Outro ponto de mudança para o futuro da mobilidade é a questão da propriedade do veículo. Se há vinte anos os jovens, como eu, sonhavam com a carteira de habilitação e um automóvel para ter a liberdade de passear ou viajar com a namorada, hoje os objetivos são outros. O carro é um passivo — ele é caro, burocrático (pontos na licença, carteira de motorista, IPVA, seguro etc.), não há onde estacioná-lo, você não pode beber quando sai com ele. Deixou de ser um ativo. Com a evolução dos aplicativos, como o Uber, a mobilidade passou a ser vista como serviço, e não como propriedade.
“Quando surgiu o carro, as ruas ficaram mais limpas, sem a sujeira dos cavalos. Evoluímos pouco desde então”

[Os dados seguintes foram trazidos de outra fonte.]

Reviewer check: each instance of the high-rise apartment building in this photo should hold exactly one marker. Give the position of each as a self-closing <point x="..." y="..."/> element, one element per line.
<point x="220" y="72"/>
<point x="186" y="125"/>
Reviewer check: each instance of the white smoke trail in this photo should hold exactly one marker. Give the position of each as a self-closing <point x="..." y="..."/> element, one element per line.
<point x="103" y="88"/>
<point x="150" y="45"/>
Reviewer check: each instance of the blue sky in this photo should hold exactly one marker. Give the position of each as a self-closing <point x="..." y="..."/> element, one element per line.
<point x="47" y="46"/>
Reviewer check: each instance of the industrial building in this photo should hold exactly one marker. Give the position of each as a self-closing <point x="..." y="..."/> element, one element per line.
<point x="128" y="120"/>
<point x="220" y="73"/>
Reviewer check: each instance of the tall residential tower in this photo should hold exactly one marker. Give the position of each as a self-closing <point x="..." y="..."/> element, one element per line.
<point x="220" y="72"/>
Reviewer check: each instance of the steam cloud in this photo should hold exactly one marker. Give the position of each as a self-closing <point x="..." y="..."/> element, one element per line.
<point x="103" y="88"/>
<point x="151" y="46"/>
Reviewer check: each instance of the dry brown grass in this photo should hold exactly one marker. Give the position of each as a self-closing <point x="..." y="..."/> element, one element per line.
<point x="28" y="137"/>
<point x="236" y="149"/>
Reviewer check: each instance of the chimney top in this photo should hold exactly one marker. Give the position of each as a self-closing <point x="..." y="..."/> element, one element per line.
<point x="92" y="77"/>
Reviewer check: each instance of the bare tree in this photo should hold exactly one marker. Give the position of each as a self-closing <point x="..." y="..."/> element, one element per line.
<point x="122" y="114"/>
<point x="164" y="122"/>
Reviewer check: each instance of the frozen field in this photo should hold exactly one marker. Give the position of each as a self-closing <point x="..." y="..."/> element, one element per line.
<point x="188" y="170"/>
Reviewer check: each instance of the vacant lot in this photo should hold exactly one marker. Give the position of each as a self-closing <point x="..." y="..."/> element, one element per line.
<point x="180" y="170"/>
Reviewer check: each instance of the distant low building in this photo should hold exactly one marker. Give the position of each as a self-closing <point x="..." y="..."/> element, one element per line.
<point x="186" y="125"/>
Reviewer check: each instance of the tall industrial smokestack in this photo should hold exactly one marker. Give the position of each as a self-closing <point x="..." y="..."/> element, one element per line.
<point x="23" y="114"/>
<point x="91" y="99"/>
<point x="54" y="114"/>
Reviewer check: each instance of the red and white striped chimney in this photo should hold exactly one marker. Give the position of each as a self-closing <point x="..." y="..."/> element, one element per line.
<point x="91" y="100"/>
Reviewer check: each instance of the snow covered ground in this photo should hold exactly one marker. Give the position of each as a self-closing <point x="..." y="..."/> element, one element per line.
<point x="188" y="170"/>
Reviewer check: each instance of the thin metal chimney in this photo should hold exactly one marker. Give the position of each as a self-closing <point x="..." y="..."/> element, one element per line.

Se a eletrificação e o uso da mobilidade como serviço vão trazer vantagens para os indivíduos e para a sociedade, a grande transformação virá quando o transporte for totalmente automatizado. Carros autônomos vão chegar na próxima década. Tecnologias essenciais para o veículo sem motorista, como a comunicação que se utiliza de 5G, já estão sendo implementadas, enquanto a evolução de processadores especializados em machine learning (aprendizado de máquina) vai fazer essa tecnologia viável e, mais uma vez, diminuirá radicalmente o custo do transporte.
Pense em uma corrida de Uber. Com a eletrificação, o custo do veículo e o custo da energia serão menores. Se a corrida envolver um veículo autônomo de nível 5 (máxima automação), não haverá o custo do profissional ao volante — outros postos de trabalho se abrirão com a nova tecnologia. É importante lembrar que esse transporte de passageiros terá mais segurança, o que resultará em vidas humanas salvas nas ruas e rodovias do Brasil.
Para variar, o país não está atualizado em nenhuma dessas tecnologias. Possui uma matriz energética incrivelmente renovável por causa das hidrelétricas e também tem potencial solar e eólico gigantesco. Seria o caso perfeito para a eletrificação real do transporte, diferentemente do que se verifica na China, Estados Unidos ou Alemanha, que têm matrizes energéticas baseadas em carbono. Se o Brasil direcionar sua indústria para tal transformação, criaremos centenas de milhares, talvez milhões, de empregos nesses setores, além de democratizar e socializar o transporte, baixando o custo para a sociedade e diminuindo a emissão de poluentes. A economia do Estado seria enorme, em gasto com transporte e saúde.
Devemos ter uma visão crítica diante do discurso de pseudocientistas, da indústria petrolífera e do lobby de muitas montadoras, que vão tentar nos enfiar goela abaixo tecnologias antigas, como fazem atualmente. Temos uma chance única e precisamos agarrá-la, sob pena de aceitar as consequências do atraso.